Posted in Articles, Family/Parenting, Media Archive, United States on 2017-03-14 17:42Z by Steven

Interracial Delaware couple ignores critics for nearly 50 years

Delaware Online
2016-11-25

Margie Fishman


Sara and Pat Aldrich of Lewes. They got married the day after the Supreme Court legalized mixed-race marriages. Jason Minto/The News Journal

She grew up in the northwest corner of Missouri, a blip on the map, where you could afford to be color blind because the only “person of color” was an elderly black woman who would slip into church and make a hasty exit before the benediction.

He grew up near prestigious Yale University, the son of domestics who saw his parents three times (in a good week), and was one of three black kids in his high school graduating class, always on the social periphery.
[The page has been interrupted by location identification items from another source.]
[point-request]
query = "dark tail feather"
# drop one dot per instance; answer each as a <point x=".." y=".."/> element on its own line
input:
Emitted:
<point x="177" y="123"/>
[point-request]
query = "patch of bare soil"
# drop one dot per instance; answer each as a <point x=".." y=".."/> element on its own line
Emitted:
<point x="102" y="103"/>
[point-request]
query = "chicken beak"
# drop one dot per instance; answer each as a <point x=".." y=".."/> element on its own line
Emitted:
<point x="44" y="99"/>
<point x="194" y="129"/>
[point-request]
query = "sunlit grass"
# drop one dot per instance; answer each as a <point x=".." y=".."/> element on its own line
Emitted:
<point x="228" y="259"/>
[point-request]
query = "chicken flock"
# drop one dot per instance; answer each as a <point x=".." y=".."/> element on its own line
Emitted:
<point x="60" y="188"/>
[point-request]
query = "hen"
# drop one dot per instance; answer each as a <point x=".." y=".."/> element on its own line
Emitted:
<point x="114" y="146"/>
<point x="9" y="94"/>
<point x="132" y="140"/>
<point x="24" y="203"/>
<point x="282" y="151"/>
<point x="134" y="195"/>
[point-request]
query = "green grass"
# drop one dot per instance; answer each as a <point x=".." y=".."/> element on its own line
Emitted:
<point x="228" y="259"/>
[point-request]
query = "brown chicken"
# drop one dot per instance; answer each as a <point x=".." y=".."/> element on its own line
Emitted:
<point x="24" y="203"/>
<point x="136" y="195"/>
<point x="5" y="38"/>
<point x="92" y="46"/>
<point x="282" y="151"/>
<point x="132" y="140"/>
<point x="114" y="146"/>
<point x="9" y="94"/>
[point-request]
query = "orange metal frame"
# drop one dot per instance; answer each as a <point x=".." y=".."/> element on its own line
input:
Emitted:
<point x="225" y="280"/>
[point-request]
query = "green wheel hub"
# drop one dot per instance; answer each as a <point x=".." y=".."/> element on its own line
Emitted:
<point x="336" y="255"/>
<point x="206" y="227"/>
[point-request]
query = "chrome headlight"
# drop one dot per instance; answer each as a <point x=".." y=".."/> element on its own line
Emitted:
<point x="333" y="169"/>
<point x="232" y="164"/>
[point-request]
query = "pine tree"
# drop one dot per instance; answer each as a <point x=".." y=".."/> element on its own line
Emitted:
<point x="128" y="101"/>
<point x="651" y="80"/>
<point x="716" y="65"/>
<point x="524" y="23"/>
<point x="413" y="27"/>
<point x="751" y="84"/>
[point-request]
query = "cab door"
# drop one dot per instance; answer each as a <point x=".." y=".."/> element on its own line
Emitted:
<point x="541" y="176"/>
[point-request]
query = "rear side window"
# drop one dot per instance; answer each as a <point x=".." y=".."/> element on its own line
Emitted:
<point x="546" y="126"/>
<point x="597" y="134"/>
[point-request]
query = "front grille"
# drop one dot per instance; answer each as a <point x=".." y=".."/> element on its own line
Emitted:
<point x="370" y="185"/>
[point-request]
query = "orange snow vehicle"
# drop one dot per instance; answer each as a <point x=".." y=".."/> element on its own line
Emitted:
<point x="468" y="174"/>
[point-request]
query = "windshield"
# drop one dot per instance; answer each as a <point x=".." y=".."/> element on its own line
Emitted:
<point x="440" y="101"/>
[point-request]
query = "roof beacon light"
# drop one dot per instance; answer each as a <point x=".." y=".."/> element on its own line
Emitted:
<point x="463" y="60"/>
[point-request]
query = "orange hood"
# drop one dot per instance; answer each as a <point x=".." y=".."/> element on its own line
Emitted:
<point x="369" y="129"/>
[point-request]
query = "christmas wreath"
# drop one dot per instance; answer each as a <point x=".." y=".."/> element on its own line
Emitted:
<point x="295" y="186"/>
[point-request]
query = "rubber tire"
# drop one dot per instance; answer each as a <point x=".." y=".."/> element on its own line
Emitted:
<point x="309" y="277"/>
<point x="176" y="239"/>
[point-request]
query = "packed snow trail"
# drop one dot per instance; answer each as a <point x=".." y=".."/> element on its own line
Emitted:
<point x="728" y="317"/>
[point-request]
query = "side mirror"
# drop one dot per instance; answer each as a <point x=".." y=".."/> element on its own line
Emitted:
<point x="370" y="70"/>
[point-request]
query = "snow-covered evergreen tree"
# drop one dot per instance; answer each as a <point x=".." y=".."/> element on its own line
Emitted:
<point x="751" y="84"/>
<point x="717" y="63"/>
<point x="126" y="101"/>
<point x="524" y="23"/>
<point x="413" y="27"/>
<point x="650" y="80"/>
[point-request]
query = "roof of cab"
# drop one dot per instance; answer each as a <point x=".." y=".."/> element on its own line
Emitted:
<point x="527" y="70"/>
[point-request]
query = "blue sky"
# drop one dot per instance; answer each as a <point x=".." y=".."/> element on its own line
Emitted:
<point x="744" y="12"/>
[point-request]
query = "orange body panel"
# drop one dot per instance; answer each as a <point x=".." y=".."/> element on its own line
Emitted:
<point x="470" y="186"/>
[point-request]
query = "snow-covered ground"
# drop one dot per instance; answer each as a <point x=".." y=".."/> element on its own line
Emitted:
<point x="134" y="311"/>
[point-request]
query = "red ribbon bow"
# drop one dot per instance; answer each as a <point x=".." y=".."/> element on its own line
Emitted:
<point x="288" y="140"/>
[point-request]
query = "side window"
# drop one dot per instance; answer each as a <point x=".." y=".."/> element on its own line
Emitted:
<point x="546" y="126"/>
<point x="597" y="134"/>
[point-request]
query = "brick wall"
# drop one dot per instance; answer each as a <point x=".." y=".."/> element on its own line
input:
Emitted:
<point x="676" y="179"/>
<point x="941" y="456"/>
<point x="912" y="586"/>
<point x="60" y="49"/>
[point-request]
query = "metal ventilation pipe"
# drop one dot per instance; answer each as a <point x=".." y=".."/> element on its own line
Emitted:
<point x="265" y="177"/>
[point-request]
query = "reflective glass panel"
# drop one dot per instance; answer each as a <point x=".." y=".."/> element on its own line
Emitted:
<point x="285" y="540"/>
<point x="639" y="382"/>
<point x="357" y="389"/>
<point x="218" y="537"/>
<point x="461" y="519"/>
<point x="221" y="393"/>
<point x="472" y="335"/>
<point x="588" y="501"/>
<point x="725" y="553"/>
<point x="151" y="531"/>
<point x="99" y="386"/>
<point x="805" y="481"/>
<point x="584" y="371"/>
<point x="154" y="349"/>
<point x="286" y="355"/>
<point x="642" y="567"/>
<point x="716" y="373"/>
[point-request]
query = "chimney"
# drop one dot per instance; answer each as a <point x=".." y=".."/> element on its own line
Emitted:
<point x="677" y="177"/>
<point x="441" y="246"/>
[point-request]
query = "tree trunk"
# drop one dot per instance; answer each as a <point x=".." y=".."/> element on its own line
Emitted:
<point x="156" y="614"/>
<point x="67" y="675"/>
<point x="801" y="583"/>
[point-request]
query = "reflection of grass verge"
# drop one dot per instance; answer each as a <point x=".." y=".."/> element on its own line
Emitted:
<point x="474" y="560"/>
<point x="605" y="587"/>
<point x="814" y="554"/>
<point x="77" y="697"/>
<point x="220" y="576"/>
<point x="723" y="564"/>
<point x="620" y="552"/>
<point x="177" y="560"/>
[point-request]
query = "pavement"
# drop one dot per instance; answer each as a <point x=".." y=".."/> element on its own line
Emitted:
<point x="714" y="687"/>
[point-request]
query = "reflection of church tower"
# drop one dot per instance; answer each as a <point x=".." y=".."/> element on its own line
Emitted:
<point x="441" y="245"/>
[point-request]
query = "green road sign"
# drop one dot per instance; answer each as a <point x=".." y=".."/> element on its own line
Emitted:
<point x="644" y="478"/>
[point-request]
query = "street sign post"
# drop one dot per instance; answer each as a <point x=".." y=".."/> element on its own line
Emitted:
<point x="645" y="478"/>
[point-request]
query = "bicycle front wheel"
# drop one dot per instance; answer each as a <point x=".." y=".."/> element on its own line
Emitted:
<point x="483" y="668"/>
They might never have met, though they nearly crossed paths several times during their young adult years. Even if they had met then, strident objections against mixing races would’ve filled the background, contaminating their relationship before it had a chance to blossom.

But Sara Beth Kurtz, a shy, determined dancer, and Vince “Pat” Collier Aldrich Jr., a medical records specialist who listened to his gut and to the occasional opera, did meet in 1965 in a sleepy German village — courtesy of the United States military…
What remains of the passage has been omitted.